Contraindications & When to Consult a Doctor
Not all men with fertility concerns need immediate medical intervention—but red flags include:
- Persistent low sperm count (<5 million/mL) or abnormal morphology (shape/size) after two semen analyses.
- Severe hormonal imbalances (e.g., testosterone <300 ng/dL) or symptoms of hypogonadism (fatigue, erectile dysfunction).
- Genetic red flags: Family history of azoospermia (no sperm) or Klinefelter syndrome (XXY chromosome).
- Physical abnormalities: Undescended testicles (cryptorchidism), testicular swelling, or varicocele (lumpy veins in the scrotum).
When to seek help: If you’ve tried unprotected intercourse for 12+ months without conception (or 6 months if the female partner is over 35), consult a urologist or reproductive endocrinologist. Delaying evaluation can worsen outcomes—especially for conditions like obstructive azoospermia, where sperm retrieval (e.g., TESE) is the only option.
What Happens Next: Policy and Patient Advocacy
The ICMR’s findings have already prompted calls for reform. The Ministry of Health and Family Welfare is drafting a National Male Infertility Task Force, modeled after the UK’s NHS Fertility Guidelines. Key proposals include:
- Mandatory insurance coverage for basic fertility tests (semen analysis, hormonal panels).
- Subsidized varicocele repairs in government hospitals (currently costing ₹50,000–₹150,000).
- Public awareness campaigns targeting occupational hazards (e.g., pesticide exposure in agriculture).
However, implementation faces hurdles. India’s National Health Portal currently lists zero male infertility specialists in 70% of districts. Without infrastructure, even policy changes risk becoming paper reforms.
The global picture is equally sobering.
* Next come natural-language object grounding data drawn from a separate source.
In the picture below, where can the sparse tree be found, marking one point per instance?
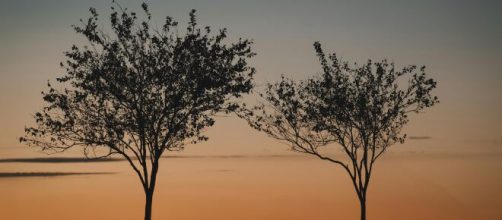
(140, 91)
(361, 109)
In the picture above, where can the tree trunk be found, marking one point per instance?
(149, 191)
(148, 204)
(362, 202)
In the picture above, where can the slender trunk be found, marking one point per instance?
(148, 204)
(149, 191)
(363, 209)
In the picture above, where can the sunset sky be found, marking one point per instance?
(459, 41)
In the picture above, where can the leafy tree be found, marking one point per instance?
(140, 91)
(360, 108)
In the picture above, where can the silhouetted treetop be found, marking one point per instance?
(359, 108)
(141, 91)
(142, 81)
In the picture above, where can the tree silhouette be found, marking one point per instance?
(360, 108)
(140, 91)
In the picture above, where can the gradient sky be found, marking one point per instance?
(460, 42)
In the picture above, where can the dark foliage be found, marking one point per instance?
(141, 91)
(360, 108)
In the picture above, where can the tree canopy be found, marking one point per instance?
(360, 108)
(140, 91)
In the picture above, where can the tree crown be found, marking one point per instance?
(141, 88)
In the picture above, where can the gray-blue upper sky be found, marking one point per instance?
(459, 41)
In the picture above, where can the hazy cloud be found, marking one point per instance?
(47, 174)
(57, 160)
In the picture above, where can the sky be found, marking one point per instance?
(460, 42)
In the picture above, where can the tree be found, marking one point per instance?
(360, 108)
(140, 91)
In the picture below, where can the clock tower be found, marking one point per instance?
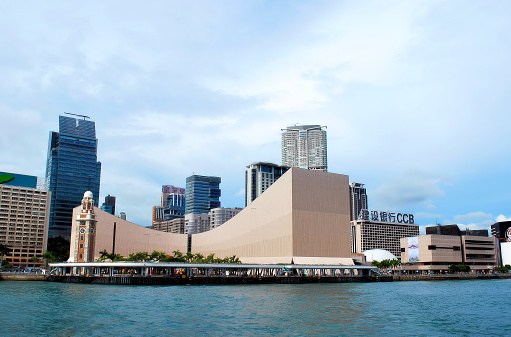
(85, 232)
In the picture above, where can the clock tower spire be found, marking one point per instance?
(85, 230)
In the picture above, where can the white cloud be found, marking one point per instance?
(502, 218)
(412, 188)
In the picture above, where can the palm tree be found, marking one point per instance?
(4, 249)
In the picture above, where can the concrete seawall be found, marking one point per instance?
(445, 277)
(22, 277)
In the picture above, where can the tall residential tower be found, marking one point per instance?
(304, 146)
(71, 170)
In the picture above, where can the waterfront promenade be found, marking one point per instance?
(200, 273)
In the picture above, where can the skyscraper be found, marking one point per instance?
(172, 204)
(23, 218)
(260, 176)
(202, 194)
(358, 199)
(71, 170)
(304, 146)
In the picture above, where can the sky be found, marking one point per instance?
(415, 95)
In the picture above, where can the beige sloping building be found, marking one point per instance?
(129, 237)
(305, 213)
(304, 217)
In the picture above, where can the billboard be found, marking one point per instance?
(413, 249)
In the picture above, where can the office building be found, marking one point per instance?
(109, 205)
(24, 212)
(260, 176)
(172, 204)
(176, 226)
(382, 230)
(202, 194)
(197, 223)
(358, 198)
(220, 215)
(304, 146)
(436, 252)
(502, 232)
(71, 169)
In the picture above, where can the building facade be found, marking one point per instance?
(304, 218)
(358, 197)
(305, 146)
(197, 223)
(109, 204)
(176, 226)
(260, 176)
(436, 252)
(368, 235)
(86, 230)
(502, 232)
(172, 204)
(202, 194)
(24, 212)
(220, 215)
(71, 169)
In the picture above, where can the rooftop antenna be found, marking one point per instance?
(84, 117)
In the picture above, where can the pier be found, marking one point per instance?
(150, 273)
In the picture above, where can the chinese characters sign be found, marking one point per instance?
(391, 217)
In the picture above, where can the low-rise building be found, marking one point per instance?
(383, 234)
(436, 252)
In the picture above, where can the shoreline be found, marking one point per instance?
(233, 280)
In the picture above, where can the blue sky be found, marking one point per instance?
(415, 95)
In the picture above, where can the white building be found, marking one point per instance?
(24, 213)
(304, 146)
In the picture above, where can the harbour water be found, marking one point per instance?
(423, 308)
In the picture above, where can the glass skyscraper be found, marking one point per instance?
(304, 146)
(202, 194)
(71, 170)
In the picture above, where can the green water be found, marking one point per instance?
(432, 308)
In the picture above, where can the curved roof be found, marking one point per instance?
(378, 255)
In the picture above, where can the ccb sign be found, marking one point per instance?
(391, 217)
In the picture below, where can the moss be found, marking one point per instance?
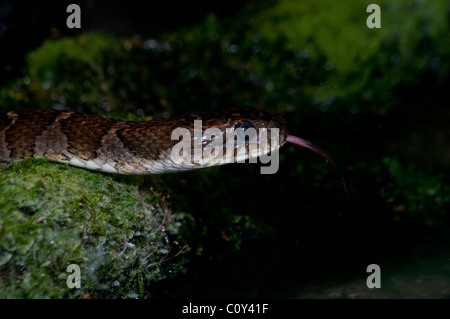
(54, 215)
The WHO has classified infertility as a public health priority, yet funding remains skewed. In the U.S., the NIH allocates $50 million annually to reproductive research—just 1% of its budget—while female-focused conditions like PCOS receive $200 million.
The takeaway? Male infertility is no longer a niche issue—it’s a financial, clinical, and social crisis demanding urgent action. For patients, the message is clear: advocate for testing, challenge stigma, and push for systemic change. The cost of silence is far higher than the cost of care.
References
- ICMR. (2026). “Economic Burden of Male Infertility in India: A Nationwide Cost Analysis.” The Journal of Human Reproductive Sciences.
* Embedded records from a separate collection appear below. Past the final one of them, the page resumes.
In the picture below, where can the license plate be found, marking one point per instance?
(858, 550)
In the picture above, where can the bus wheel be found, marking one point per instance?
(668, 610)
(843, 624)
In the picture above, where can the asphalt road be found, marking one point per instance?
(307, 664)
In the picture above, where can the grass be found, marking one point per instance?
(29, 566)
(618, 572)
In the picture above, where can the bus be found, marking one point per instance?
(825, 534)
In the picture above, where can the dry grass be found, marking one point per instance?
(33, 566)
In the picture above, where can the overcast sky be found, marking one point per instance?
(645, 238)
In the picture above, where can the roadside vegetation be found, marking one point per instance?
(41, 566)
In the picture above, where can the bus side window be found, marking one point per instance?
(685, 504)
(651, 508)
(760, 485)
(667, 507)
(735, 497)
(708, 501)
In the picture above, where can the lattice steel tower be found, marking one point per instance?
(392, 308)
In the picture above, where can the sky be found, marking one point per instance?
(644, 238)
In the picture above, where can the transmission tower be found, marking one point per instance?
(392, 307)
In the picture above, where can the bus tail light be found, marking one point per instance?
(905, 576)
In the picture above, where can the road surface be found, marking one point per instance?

- World Health Organization. (2025). “Infertility Fact Sheet.”
- Swan, S. H. (2019). “Environmental Chemicals and Male Reproductive Health.” The Lancet Planetary Health.
- Hammarström, A. (2020). “Mental Health Burden of Infertility.” JAMA Internal Medicine.
- Brosens, I. (2021). “Endometriosis: From Bench to Bedside.” The Lancet.
Disclaimer: This article is for informational purposes only and not a substitute for professional medical advice. Always consult a healthcare provider for personalized guidance.